Reusing Index Query results

I have a workflow that is using a loop based on 'Table Row To Variable Loop Start'. This drives an Index Query followed by some Empty Table Switch logic that either adds the results of the query or an empty row to the output table.

I'm processing over 500,000 rows and the indexed table has a bit over 3,500,000 entries.

The variable that is driving the loop is not unique in the table so if I sort the input table on the variable I will end up with runs of rows where the value of the variable is the same. Under these circumstances is there any way I can reuse the results of the first query for a particular value if it is the same as the previous value instead of doing the Index Query for each and every row?

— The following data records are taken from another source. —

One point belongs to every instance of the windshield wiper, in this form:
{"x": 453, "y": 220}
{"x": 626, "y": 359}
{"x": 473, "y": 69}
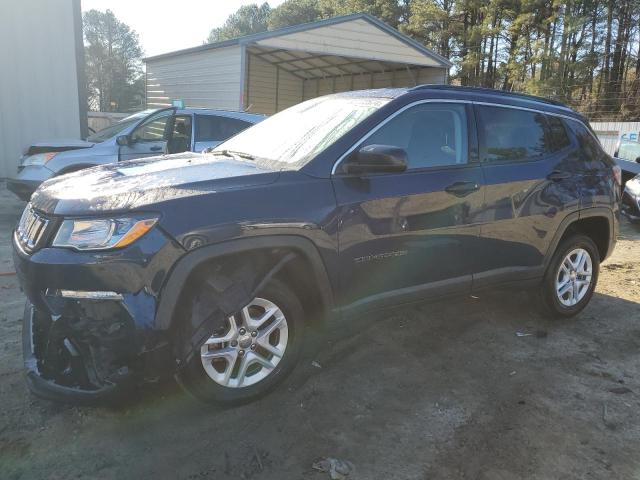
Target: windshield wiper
{"x": 232, "y": 153}
{"x": 246, "y": 156}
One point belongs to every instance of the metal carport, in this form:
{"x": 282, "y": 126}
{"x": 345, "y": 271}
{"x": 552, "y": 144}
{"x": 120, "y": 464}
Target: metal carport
{"x": 270, "y": 71}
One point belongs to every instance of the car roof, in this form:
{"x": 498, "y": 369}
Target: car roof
{"x": 249, "y": 117}
{"x": 472, "y": 94}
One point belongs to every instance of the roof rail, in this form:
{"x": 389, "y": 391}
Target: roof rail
{"x": 524, "y": 96}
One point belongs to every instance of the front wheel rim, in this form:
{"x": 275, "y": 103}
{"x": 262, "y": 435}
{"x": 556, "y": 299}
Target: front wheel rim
{"x": 574, "y": 277}
{"x": 249, "y": 350}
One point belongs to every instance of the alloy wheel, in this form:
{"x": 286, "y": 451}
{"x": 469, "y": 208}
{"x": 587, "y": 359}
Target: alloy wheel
{"x": 573, "y": 278}
{"x": 248, "y": 351}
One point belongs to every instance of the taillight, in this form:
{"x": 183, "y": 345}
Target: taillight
{"x": 617, "y": 174}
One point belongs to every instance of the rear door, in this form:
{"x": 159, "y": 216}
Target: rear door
{"x": 528, "y": 162}
{"x": 211, "y": 130}
{"x": 405, "y": 236}
{"x": 150, "y": 137}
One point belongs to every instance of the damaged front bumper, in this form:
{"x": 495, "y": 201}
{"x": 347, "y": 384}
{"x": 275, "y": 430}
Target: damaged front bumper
{"x": 89, "y": 326}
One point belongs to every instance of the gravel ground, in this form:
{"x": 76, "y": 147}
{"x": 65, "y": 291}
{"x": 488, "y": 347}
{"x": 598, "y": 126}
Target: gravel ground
{"x": 437, "y": 391}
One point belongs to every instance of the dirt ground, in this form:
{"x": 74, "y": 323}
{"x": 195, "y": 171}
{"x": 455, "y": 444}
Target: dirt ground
{"x": 437, "y": 391}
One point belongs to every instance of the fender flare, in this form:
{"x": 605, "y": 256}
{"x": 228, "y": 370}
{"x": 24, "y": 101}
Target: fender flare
{"x": 173, "y": 287}
{"x": 602, "y": 212}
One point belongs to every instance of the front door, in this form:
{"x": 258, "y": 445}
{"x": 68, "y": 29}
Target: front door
{"x": 404, "y": 236}
{"x": 150, "y": 137}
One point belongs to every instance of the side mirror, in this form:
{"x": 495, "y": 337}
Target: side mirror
{"x": 123, "y": 140}
{"x": 377, "y": 159}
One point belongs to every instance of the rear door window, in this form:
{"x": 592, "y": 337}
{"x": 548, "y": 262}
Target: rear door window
{"x": 512, "y": 135}
{"x": 153, "y": 129}
{"x": 211, "y": 128}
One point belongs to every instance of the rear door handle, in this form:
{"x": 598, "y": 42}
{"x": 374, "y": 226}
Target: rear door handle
{"x": 460, "y": 189}
{"x": 557, "y": 175}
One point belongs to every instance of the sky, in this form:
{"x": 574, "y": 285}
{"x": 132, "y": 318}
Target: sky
{"x": 171, "y": 25}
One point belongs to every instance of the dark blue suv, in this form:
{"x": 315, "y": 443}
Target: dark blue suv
{"x": 211, "y": 267}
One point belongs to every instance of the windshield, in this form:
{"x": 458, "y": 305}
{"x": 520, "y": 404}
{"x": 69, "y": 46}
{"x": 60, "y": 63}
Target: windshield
{"x": 116, "y": 128}
{"x": 294, "y": 136}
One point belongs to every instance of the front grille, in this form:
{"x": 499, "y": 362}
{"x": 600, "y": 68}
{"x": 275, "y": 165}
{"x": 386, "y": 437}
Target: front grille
{"x": 31, "y": 229}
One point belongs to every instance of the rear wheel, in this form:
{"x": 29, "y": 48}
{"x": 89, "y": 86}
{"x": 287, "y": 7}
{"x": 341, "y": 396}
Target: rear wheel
{"x": 571, "y": 277}
{"x": 254, "y": 352}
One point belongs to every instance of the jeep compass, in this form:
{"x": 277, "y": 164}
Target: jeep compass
{"x": 210, "y": 267}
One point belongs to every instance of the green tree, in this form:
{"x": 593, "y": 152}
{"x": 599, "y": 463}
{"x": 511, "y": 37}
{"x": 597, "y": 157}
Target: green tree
{"x": 581, "y": 52}
{"x": 247, "y": 20}
{"x": 113, "y": 63}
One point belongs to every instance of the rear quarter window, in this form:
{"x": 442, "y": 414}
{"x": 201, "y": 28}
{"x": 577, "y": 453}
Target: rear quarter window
{"x": 559, "y": 137}
{"x": 591, "y": 154}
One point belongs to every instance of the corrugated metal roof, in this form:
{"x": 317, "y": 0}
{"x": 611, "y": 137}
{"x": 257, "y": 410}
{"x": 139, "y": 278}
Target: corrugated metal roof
{"x": 310, "y": 26}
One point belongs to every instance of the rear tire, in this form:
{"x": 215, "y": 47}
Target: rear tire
{"x": 219, "y": 380}
{"x": 571, "y": 277}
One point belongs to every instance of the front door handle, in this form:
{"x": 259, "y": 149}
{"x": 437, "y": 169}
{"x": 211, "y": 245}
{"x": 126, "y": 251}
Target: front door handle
{"x": 461, "y": 189}
{"x": 557, "y": 175}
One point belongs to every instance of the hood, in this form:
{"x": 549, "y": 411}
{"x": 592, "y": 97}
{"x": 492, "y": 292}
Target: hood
{"x": 138, "y": 184}
{"x": 58, "y": 146}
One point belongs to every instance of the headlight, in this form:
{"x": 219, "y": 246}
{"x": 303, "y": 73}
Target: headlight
{"x": 102, "y": 233}
{"x": 633, "y": 186}
{"x": 38, "y": 159}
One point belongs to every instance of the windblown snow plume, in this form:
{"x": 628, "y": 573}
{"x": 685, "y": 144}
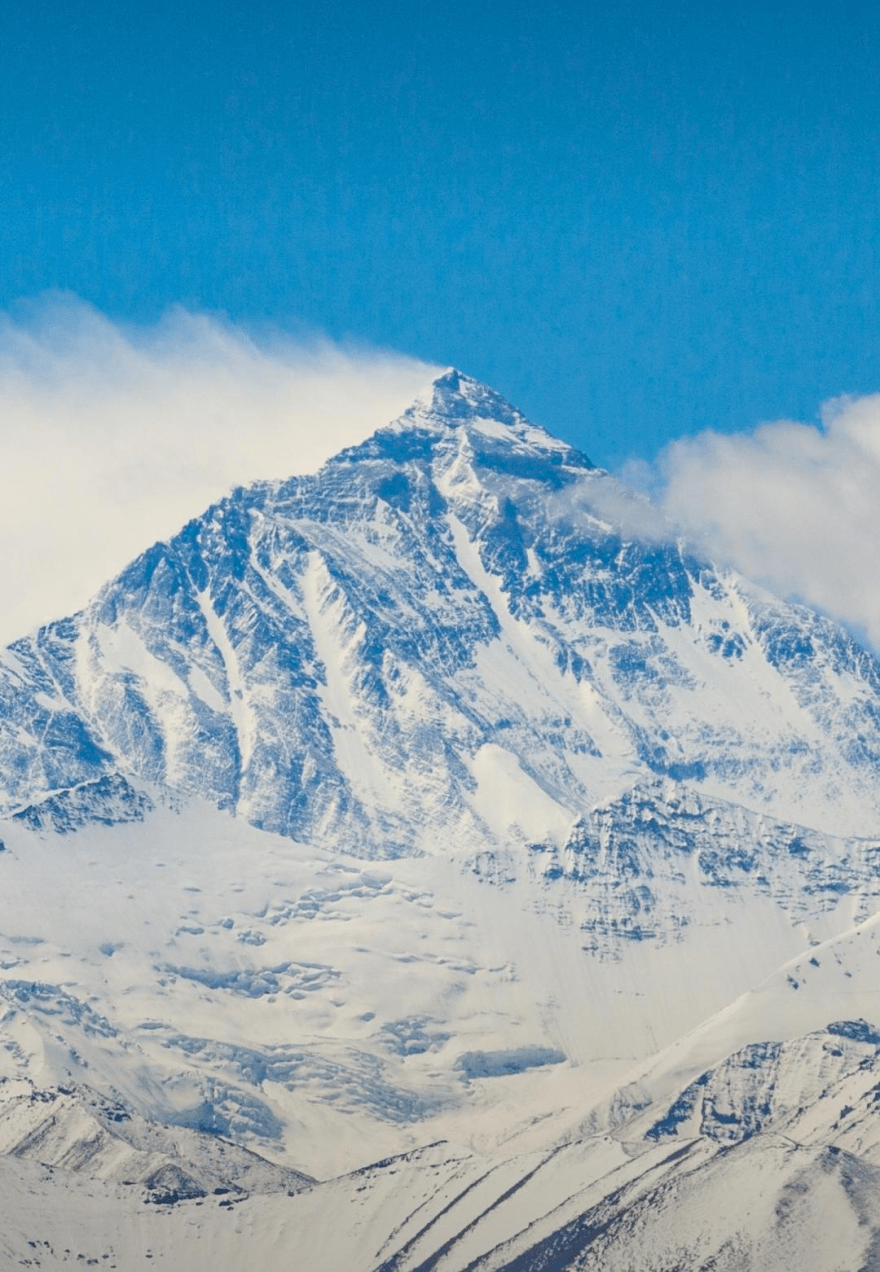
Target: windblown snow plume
{"x": 791, "y": 504}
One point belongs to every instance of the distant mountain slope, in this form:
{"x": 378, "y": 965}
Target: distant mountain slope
{"x": 443, "y": 795}
{"x": 458, "y": 629}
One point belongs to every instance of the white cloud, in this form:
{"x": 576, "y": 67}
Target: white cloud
{"x": 115, "y": 436}
{"x": 792, "y": 505}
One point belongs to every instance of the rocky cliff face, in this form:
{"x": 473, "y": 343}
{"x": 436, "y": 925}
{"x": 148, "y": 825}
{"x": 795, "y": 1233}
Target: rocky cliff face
{"x": 444, "y": 795}
{"x": 458, "y": 630}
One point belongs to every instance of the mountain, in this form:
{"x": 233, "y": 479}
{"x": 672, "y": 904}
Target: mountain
{"x": 443, "y": 795}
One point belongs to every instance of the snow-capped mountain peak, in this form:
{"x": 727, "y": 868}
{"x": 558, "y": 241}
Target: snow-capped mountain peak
{"x": 455, "y": 401}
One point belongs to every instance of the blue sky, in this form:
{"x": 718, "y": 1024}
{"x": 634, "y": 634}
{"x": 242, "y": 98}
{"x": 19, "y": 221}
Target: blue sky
{"x": 635, "y": 220}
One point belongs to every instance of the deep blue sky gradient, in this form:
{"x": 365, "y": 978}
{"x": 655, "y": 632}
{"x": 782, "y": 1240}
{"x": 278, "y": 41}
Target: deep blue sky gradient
{"x": 633, "y": 220}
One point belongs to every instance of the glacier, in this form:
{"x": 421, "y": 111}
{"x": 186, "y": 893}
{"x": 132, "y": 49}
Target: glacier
{"x": 444, "y": 828}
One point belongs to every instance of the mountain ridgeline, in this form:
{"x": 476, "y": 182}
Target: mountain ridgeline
{"x": 458, "y": 606}
{"x": 441, "y": 827}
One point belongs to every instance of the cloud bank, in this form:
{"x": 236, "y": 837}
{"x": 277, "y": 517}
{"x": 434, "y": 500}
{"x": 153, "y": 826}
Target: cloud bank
{"x": 113, "y": 436}
{"x": 791, "y": 505}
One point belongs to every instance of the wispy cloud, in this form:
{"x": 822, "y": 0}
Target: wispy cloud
{"x": 792, "y": 505}
{"x": 113, "y": 436}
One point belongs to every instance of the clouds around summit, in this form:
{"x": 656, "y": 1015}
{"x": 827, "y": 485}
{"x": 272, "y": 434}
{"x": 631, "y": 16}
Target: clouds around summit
{"x": 791, "y": 505}
{"x": 116, "y": 435}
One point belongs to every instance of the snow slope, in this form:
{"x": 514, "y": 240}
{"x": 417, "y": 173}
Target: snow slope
{"x": 443, "y": 798}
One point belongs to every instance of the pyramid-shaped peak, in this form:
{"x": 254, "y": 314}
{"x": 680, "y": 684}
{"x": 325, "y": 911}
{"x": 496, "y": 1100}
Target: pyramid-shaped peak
{"x": 457, "y": 401}
{"x": 454, "y": 397}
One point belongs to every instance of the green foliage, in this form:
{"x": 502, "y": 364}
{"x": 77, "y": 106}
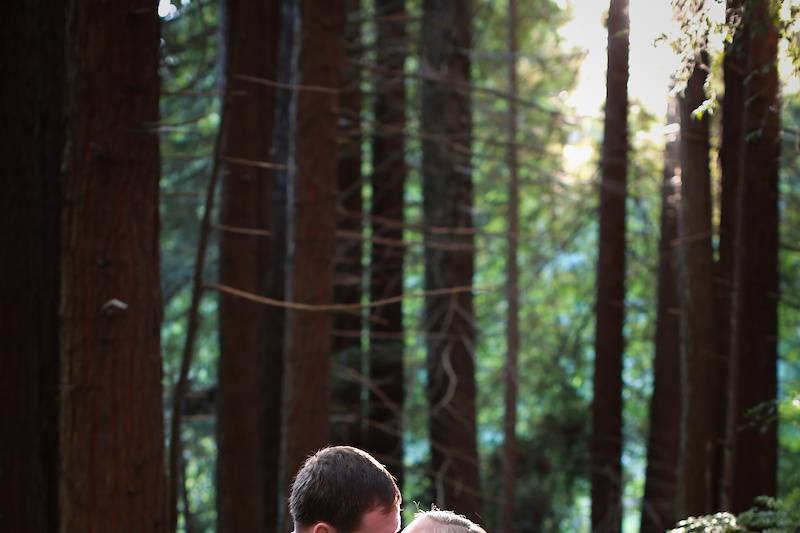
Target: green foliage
{"x": 770, "y": 515}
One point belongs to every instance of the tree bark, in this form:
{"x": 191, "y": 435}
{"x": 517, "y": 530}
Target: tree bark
{"x": 606, "y": 442}
{"x": 732, "y": 107}
{"x": 449, "y": 256}
{"x": 110, "y": 410}
{"x": 512, "y": 292}
{"x": 698, "y": 393}
{"x": 658, "y": 505}
{"x": 386, "y": 397}
{"x": 249, "y": 29}
{"x": 311, "y": 218}
{"x": 32, "y": 55}
{"x": 346, "y": 419}
{"x": 753, "y": 440}
{"x": 285, "y": 100}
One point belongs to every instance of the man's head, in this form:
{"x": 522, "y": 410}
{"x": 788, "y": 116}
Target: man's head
{"x": 344, "y": 490}
{"x": 437, "y": 521}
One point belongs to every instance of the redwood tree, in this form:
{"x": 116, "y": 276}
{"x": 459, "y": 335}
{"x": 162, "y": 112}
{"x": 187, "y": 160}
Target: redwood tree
{"x": 32, "y": 59}
{"x": 753, "y": 440}
{"x": 658, "y": 505}
{"x": 110, "y": 402}
{"x": 606, "y": 442}
{"x": 732, "y": 109}
{"x": 250, "y": 34}
{"x": 449, "y": 253}
{"x": 311, "y": 224}
{"x": 698, "y": 393}
{"x": 384, "y": 432}
{"x": 346, "y": 419}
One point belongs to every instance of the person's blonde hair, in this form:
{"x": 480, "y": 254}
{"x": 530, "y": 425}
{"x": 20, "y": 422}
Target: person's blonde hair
{"x": 449, "y": 522}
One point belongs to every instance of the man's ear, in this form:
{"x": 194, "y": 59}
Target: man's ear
{"x": 322, "y": 527}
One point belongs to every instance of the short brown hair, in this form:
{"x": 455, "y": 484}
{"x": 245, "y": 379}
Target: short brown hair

Doing this will reduce the number of index lookups to 1/5 the current number and could significantly improve performance (but until I try it I wont know for sure).

Any suggestions?

cheers,
Andrew

I am not sure whether I understand your workflow, but what about a Group Loop Start node before your loop?

Best,
Marc

Thanks Marc,

I'll have a look at that, it certainly handles the grouping nicely.

My workflow is enriching firewall log data with geolocation and ASN information for public IP addresses. So potentially large input tables and also very large lookup tables. I'm trying to minimise lookups by reusing the results from a previous lookup if the IP address is the same as the previous one.

This allows me to tag each record in the log which is great for flexibility with future analysis but bad from a performance perspective. The alternative is to leave the enrichment to the last moment for any particular piece of analysis so that I'm working on reduced and summarised data.

New to KNIME so just exploring options.

Throwing it all into a database and doing a nice big JOIN might actually be the best way to do it. I can also do the geolocation in R which is reasonably quick, it's the ASN enrichment that is the real issue at present.

cheers,
Andrew